I have a Datastream set up that is streaming several tables from one of our cloud SQL Postgres databases into a BigQuery dataset.
We were under the impression that Datastream should gracefully handle schema changes. In this case we have a "message" column in one of the tables that changed in Postgres from varchar(250) to varchar(500).
This seems like an easy update in BQ, since the new column is larger and it's the same type (STRING). But it did not update, and now we are getting data longer than 250 chars being dropped as they won't fit into the column.
We cannot of course manually update the table in BQ as there's a stream attached. Is it expected that a minor change like this in the source schema would not propagate to the destination with Datastream? So far I'm not finding documentation on the recommended process to update this. Do I delete this table from the datastream definition, rename the BQ table, and then add the table back into the datastream? I assume at that point I'd have to backfill as there'd be a gap in the data during the time it was not in the stream.
Solved! Go to Solution.
You're correct that Datastream is designed to handle minor schema changes, such as increasing the size of a varchar
field. However, there are instances, as in your case, where these changes in the source schema are not automatically propagated to the corresponding BigQuery schema. This can result in issues like data truncation when the data exceeds the originally defined column size.

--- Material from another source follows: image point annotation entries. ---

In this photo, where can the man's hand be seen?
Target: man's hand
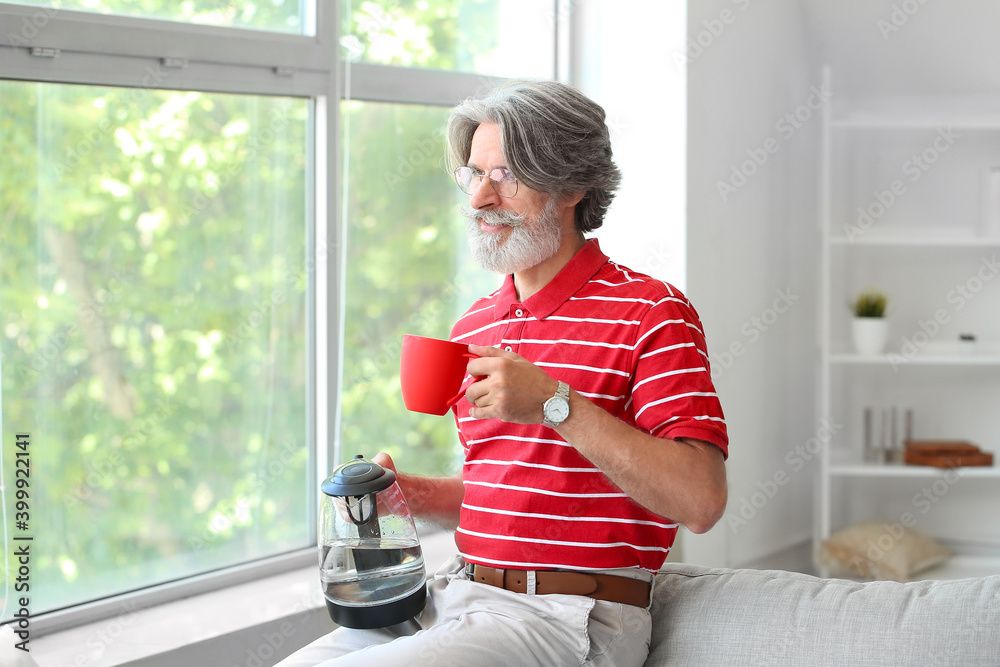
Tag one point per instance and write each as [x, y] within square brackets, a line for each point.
[510, 388]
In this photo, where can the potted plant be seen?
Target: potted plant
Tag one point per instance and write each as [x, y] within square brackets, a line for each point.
[870, 330]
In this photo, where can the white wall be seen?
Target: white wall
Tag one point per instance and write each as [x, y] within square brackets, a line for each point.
[752, 245]
[621, 63]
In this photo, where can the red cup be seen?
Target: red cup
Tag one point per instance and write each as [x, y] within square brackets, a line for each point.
[431, 371]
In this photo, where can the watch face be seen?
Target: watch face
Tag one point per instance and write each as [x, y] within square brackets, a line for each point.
[556, 410]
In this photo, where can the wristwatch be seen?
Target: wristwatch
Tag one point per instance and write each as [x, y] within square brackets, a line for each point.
[556, 409]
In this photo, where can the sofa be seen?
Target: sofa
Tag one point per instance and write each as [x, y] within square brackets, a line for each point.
[710, 616]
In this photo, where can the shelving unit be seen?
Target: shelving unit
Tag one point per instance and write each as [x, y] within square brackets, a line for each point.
[901, 211]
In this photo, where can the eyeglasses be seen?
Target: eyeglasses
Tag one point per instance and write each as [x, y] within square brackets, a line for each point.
[502, 180]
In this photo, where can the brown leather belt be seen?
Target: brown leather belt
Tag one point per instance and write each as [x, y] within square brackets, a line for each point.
[609, 587]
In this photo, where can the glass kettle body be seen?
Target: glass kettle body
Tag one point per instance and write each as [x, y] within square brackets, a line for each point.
[371, 566]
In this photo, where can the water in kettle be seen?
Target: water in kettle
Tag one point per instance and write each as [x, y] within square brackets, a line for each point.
[362, 572]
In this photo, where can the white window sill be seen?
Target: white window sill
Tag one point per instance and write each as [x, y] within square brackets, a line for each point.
[254, 623]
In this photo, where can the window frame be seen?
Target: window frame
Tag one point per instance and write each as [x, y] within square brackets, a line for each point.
[75, 47]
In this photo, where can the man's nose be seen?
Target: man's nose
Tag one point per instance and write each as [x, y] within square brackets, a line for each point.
[484, 196]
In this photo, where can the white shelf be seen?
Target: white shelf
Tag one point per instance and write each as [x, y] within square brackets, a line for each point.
[917, 121]
[925, 357]
[903, 470]
[962, 567]
[931, 241]
[927, 238]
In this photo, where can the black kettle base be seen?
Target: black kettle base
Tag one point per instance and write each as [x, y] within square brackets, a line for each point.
[380, 616]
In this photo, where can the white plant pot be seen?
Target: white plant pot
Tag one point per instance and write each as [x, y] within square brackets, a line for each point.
[870, 334]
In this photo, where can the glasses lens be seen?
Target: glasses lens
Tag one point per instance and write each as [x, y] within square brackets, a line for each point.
[463, 176]
[504, 182]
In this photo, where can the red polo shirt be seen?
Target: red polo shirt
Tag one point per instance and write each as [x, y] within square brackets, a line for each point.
[633, 345]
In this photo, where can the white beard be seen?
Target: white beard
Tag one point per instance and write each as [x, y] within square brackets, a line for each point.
[529, 242]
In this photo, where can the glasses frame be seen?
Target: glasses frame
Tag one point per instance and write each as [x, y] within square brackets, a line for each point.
[480, 174]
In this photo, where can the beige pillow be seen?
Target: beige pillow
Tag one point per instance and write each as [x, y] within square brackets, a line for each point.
[880, 550]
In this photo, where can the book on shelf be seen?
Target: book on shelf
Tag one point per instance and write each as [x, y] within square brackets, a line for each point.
[945, 454]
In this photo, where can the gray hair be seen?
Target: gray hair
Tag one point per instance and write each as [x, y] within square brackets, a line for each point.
[553, 138]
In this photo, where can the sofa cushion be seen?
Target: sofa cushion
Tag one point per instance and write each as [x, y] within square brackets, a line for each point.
[705, 616]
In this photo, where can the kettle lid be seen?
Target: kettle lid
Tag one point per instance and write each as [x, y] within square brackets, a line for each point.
[358, 477]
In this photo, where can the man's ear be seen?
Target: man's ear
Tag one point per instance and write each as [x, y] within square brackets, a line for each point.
[572, 199]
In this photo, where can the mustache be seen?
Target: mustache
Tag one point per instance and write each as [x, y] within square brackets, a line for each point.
[493, 217]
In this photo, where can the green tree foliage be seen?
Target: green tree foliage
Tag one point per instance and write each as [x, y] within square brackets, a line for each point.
[153, 305]
[152, 322]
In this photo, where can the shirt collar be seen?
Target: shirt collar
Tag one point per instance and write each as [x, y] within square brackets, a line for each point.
[581, 268]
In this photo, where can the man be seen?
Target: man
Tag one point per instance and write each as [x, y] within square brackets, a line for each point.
[590, 415]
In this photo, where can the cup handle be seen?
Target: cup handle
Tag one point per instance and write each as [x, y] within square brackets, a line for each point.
[461, 394]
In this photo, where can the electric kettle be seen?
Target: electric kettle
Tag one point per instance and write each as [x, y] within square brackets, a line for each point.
[371, 566]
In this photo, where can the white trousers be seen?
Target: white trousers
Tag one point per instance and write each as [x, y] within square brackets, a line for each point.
[474, 625]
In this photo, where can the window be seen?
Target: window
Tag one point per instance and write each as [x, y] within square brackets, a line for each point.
[211, 250]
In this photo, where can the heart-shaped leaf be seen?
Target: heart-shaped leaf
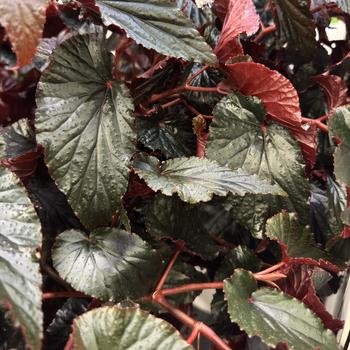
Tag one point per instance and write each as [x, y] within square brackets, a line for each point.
[238, 138]
[296, 241]
[197, 179]
[274, 316]
[159, 25]
[20, 236]
[110, 264]
[84, 121]
[113, 327]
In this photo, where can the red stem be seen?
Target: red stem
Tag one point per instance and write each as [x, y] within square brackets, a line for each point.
[190, 322]
[191, 287]
[69, 294]
[179, 246]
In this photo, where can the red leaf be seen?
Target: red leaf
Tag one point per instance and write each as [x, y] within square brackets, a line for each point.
[334, 89]
[24, 23]
[279, 97]
[241, 17]
[299, 285]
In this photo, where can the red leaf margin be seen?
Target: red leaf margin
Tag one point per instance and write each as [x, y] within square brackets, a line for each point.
[280, 100]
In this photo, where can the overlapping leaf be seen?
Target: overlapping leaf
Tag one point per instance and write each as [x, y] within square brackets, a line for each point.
[20, 236]
[110, 264]
[170, 217]
[299, 284]
[169, 132]
[334, 88]
[295, 25]
[296, 241]
[24, 22]
[339, 126]
[279, 97]
[158, 25]
[238, 140]
[241, 17]
[84, 121]
[124, 329]
[197, 179]
[274, 316]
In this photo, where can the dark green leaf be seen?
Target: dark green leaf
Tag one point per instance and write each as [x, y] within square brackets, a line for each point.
[295, 25]
[339, 126]
[20, 237]
[10, 337]
[296, 240]
[170, 217]
[274, 316]
[158, 25]
[197, 179]
[168, 131]
[110, 264]
[124, 329]
[252, 211]
[16, 140]
[60, 328]
[242, 257]
[238, 139]
[84, 121]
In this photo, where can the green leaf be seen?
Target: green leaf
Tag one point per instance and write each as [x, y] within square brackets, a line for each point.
[20, 237]
[295, 25]
[339, 126]
[296, 240]
[238, 139]
[240, 256]
[84, 121]
[172, 218]
[16, 140]
[196, 179]
[252, 211]
[168, 131]
[125, 329]
[110, 264]
[158, 25]
[274, 316]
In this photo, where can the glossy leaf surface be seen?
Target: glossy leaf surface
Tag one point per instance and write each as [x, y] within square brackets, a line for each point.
[274, 316]
[159, 25]
[20, 237]
[84, 121]
[110, 264]
[123, 329]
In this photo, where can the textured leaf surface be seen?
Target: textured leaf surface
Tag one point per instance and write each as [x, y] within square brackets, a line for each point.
[334, 89]
[279, 97]
[296, 241]
[241, 17]
[20, 236]
[168, 131]
[237, 140]
[196, 179]
[158, 25]
[295, 25]
[339, 126]
[24, 23]
[172, 218]
[57, 333]
[124, 329]
[299, 284]
[274, 316]
[241, 257]
[84, 121]
[252, 211]
[110, 264]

While comprehensive documentation on this specific scenario might be limited, there are several workarounds to consider:
Delete and Re-create the Table: You can remove the affected table from the Datastream configuration, rename the existing BigQuery table (to preserve historical data), and then re-add the table to the Datastream. This process will create a new BigQuery table with the updated schema reflecting the current source schema. Be aware that there will be a gap in the data during the period when the table is removed from the stream, and you will need to backfill this data manually.
Create a New Stream: Another option is to set up a new Datastream for the table that has undergone the schema change. This will result in a new BigQuery table with the updated schema, thereby avoiding data truncation issues. Subsequently, you can merge this data with your existing dataset if necessary.
Use a Dataflow Job: For greater control and flexibility, especially with more complex schema changes, consider implementing a Dataflow job. This job can read data from the source PostgreSQL table, apply the necessary schema transformations (like increasing the varchar
size), and then write the data to the BigQuery table. This approach is more complex but can be more effective for specific transformation needs.